# Sampling Points

Learn how to sample random points using GeoPandas. 

The example below shows you how to sample random locations from shapes in GeoPandas GeoDataFrames.

## Import Packages

To begin with, we need to import packages we'll use: 

In [1]:
import geopandas
import geodatasets


import os
os.environ['USE_PYGEOS'] = '0'
import geopandas

In the next release, GeoPandas will switch to using Shapely by default, even if PyGEOS is installed. If you only have PyGEOS installed to get speed-ups, this switch should be smooth. However, if you are using PyGEOS directly (calling PyGEOS functions on geometries from GeoPandas), this will then stop working and you are encouraged to migrate from PyGEOS to Shapely 2.0 (https://shapely.readthedocs.io/en/latest/migration_pygeos.html).
  import geopandas


For this example, we will use the New York Borough example data (`nybb`) provided by geodatasets. 

In [2]:
nybb = geopandas.read_file(geodatasets.get_path("nybb"))
# simplify geometry to save space when rendering many interactive maps
nybb.geometry = nybb.simplify(200) 

  return lib.simplify_preserve_topology(geometry, tolerance, **kwargs)

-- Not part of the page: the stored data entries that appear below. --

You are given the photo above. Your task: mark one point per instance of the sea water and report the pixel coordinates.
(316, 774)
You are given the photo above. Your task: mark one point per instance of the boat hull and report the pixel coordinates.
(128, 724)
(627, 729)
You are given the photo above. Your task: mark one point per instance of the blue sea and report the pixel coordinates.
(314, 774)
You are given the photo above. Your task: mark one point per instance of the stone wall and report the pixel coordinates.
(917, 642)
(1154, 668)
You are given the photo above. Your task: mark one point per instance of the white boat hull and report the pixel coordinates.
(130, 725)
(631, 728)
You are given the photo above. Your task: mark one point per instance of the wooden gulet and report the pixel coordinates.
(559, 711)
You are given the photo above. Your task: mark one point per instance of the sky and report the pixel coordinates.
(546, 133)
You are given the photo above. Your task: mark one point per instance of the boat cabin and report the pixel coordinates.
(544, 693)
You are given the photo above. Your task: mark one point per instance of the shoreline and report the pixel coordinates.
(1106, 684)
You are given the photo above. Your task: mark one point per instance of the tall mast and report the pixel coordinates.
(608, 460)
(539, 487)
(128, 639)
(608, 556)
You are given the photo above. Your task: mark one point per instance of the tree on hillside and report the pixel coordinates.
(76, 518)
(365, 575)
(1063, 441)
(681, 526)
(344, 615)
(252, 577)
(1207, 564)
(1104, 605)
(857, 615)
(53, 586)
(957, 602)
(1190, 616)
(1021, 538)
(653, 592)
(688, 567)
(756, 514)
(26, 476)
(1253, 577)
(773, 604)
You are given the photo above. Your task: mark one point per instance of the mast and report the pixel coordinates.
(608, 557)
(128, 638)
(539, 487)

To see what this looks like, view the dataframe:

In [3]:
nybb

Unnamed: 0,BoroCode,BoroName,Shape_Leng,Shape_Area,geometry
0,5,Staten Island,330470.010332,1623820000.0,"MULTIPOLYGON (((970217.022 145643.332, 970547...."
1,4,Queens,896344.047763,3045213000.0,"MULTIPOLYGON (((1029606.077 156073.814, 103074..."
2,3,Brooklyn,741080.523166,1937479000.0,"MULTIPOLYGON (((1021176.479 151374.797, 102064..."
3,1,Manhattan,359299.096471,636471500.0,"MULTIPOLYGON (((981219.056 188655.316, 980873...."
4,2,Bronx,464392.991824,1186925000.0,"MULTIPOLYGON (((1012821.806 229228.265, 101250..."


Or visualize the data:

In [4]:
nybb.explore()

## Sampling random points

To sample points from within a GeoDataFrame, use the `sample_points()` method.
To specify the sample sizes, provide an explicit number of points to sample. For example, we can sample 200 points randomly from each feature: 

In [5]:
n200_sampled_points = nybb.sample_points(100)
m = nybb.explore()
n200_sampled_points.explore(m=m, color='red')

This functionality also works for line geometries. For example, let's look only at the boundary of Manhattan Island:

In [6]:
manhattan_parts = nybb.iloc[[3]].explode(ignore_index=True)
manhattan_island = manhattan_parts.iloc[[30]]
manhattan_island.boundary.explore()

Sampling randomly from along this boundary can use the same `sample_points()` method:

In [7]:
manhattan_border_points = manhattan_island.boundary.sample_points(200)
m = manhattan_island.explore()
manhattan_border_points.explore(m=m, color='red')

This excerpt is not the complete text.